I'm doing some statistical analysis with R software (bootstrapped Kolmogorov-Smirnov tests) of very large data sets, meaning that my p values are all incredibly small. I've Bonferroni corrected for the large number of tests that I've performed meaning that my alpha value is also very small in order to reject the null hypothesis.
The problem is, R presents me with p values of 0 in some cases where the p value is presumably so small that it cannot be presented (these are usually for the very large sample sizes). While I can happily reject the null hypothesis for these tests, the data is for publication, so I'll need to write p < ..... but I don't know what the lowest reportable values in R are?
I'm using the ks.boot
function in case that matters.
Any help would be much appreciated!
.Machine$double.xmin
gives you the smallest non-zero normalized floating-point number. On most systems that's 2.225074e-308. However, I don't believe this is a sensible limit.

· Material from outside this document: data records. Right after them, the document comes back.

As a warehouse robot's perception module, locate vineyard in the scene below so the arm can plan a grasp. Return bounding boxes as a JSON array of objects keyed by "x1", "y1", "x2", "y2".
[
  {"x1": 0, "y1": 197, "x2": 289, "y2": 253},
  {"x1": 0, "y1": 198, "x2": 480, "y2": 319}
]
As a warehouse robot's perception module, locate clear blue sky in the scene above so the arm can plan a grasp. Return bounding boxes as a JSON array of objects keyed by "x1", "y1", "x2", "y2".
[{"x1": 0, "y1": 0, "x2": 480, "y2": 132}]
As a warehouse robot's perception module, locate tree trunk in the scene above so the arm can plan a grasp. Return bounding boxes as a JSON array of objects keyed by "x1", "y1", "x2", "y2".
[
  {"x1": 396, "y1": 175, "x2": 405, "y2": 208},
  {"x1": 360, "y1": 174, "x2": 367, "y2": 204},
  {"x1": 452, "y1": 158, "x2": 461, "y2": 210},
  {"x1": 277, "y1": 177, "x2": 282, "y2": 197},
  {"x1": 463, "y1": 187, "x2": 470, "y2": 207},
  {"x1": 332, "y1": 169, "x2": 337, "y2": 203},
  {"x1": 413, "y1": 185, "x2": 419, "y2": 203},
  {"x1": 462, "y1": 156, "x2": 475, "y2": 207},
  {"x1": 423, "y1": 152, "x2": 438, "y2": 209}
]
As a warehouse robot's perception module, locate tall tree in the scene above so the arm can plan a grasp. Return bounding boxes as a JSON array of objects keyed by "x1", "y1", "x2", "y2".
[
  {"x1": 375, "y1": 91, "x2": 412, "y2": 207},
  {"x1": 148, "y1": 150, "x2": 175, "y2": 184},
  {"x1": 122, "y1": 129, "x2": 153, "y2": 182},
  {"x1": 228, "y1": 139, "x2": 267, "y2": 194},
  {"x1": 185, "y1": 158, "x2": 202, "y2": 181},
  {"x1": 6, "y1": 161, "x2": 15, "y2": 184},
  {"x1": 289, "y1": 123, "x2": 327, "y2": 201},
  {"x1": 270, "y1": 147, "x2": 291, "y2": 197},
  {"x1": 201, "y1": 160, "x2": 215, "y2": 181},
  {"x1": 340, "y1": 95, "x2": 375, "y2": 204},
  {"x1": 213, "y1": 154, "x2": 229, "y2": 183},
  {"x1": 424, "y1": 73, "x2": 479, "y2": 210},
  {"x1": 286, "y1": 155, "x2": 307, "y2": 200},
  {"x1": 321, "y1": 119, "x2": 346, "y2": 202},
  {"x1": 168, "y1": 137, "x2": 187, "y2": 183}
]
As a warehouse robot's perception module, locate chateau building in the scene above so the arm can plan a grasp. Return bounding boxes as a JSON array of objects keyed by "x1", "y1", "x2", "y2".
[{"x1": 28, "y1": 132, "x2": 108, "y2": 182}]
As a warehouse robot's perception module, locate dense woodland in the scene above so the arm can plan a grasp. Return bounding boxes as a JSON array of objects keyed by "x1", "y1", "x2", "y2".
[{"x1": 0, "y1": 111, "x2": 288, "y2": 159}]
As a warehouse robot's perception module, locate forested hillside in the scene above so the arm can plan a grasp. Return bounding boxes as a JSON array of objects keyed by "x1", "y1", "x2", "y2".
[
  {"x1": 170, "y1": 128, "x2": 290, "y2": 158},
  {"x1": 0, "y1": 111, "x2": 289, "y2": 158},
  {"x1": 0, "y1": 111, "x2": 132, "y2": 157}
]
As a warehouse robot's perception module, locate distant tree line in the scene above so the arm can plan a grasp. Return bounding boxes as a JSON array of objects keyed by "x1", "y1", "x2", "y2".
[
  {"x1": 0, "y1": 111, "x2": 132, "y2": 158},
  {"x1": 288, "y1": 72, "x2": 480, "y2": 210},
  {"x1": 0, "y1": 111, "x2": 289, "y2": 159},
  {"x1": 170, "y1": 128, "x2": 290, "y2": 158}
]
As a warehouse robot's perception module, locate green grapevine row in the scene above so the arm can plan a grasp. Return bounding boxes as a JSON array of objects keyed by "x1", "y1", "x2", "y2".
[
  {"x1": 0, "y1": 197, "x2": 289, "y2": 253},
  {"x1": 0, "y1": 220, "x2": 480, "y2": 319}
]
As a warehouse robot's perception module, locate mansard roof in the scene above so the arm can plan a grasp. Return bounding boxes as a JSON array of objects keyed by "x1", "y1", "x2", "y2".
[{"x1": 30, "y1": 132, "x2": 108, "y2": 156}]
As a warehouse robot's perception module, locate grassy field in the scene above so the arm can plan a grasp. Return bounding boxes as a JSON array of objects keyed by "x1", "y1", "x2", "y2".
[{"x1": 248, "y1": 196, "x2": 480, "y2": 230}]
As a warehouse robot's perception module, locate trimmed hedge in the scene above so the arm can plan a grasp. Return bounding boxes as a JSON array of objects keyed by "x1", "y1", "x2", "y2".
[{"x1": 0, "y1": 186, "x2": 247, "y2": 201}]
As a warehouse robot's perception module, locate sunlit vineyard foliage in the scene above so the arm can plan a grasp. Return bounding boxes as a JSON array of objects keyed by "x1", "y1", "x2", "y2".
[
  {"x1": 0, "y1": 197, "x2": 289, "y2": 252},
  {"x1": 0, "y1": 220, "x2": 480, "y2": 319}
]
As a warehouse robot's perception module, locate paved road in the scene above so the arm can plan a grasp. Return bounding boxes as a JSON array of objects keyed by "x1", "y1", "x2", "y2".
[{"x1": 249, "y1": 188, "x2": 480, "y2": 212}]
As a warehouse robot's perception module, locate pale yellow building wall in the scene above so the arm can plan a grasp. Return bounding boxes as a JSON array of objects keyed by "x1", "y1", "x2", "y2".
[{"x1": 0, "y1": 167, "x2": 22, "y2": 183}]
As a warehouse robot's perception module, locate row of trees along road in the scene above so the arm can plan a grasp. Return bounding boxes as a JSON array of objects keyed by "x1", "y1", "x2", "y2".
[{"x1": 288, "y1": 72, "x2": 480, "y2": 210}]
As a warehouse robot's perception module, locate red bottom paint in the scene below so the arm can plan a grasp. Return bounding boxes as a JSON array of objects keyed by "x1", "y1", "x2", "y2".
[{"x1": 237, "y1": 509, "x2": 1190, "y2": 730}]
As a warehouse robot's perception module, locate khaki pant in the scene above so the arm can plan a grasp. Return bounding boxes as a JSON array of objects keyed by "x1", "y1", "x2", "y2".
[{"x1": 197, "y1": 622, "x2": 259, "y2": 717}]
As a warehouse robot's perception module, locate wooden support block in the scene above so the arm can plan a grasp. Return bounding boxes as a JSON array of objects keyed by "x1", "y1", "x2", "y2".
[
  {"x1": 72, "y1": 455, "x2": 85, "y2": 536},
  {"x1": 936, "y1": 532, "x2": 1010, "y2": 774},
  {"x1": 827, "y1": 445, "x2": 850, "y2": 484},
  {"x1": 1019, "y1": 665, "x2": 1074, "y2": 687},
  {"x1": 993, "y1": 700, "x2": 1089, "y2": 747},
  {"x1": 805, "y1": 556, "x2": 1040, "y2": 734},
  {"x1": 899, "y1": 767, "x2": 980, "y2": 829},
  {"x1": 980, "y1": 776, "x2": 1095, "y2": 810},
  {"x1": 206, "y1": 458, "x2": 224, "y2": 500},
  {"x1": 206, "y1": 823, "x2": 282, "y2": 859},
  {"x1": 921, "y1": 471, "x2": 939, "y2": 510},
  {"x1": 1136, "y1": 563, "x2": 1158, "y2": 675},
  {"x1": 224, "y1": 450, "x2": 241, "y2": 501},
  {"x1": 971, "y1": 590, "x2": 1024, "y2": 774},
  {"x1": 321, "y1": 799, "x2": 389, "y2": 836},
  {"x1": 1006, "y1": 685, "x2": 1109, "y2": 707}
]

Instead I suggest that in Matching::ks.boot
you change the line
ks.boot.pval <- bbcount/nboots
to
ks.boot.pval <- log(bbcount)-log(nboots)
and work on the log-scale.
Edit:
You can use trace
to modify the function.
Step 1: Look at the function body, to find out where to add additional code.
as.list(body(ks.boot))
You'll see that element 17 is ks.boot.pval <- bbcount/nboots
, so we need to add the modified code directly after that.
Step 2: trace
the function.
trace (ks.boot, quote(ks.boot.pval <- log(bbcount)-log(nboots)), at=18)
Step 3: Now you can use ks.boot
and it will return the logarithm of the bootstrap p-value as ks.boot.pvalue
. Note that you cannot use summary.ks.boot
since it calls format.pval
, which will not show you negative values.
Step 4: Use untrace(ks.boot)
to remove the modifications.
I don't know whether ks.boot
has methods in the packages Rmpfr
or gmp
but if it does, or you feel like rolling your own code, you can work with arbitrary precision and arbitrary size numbers.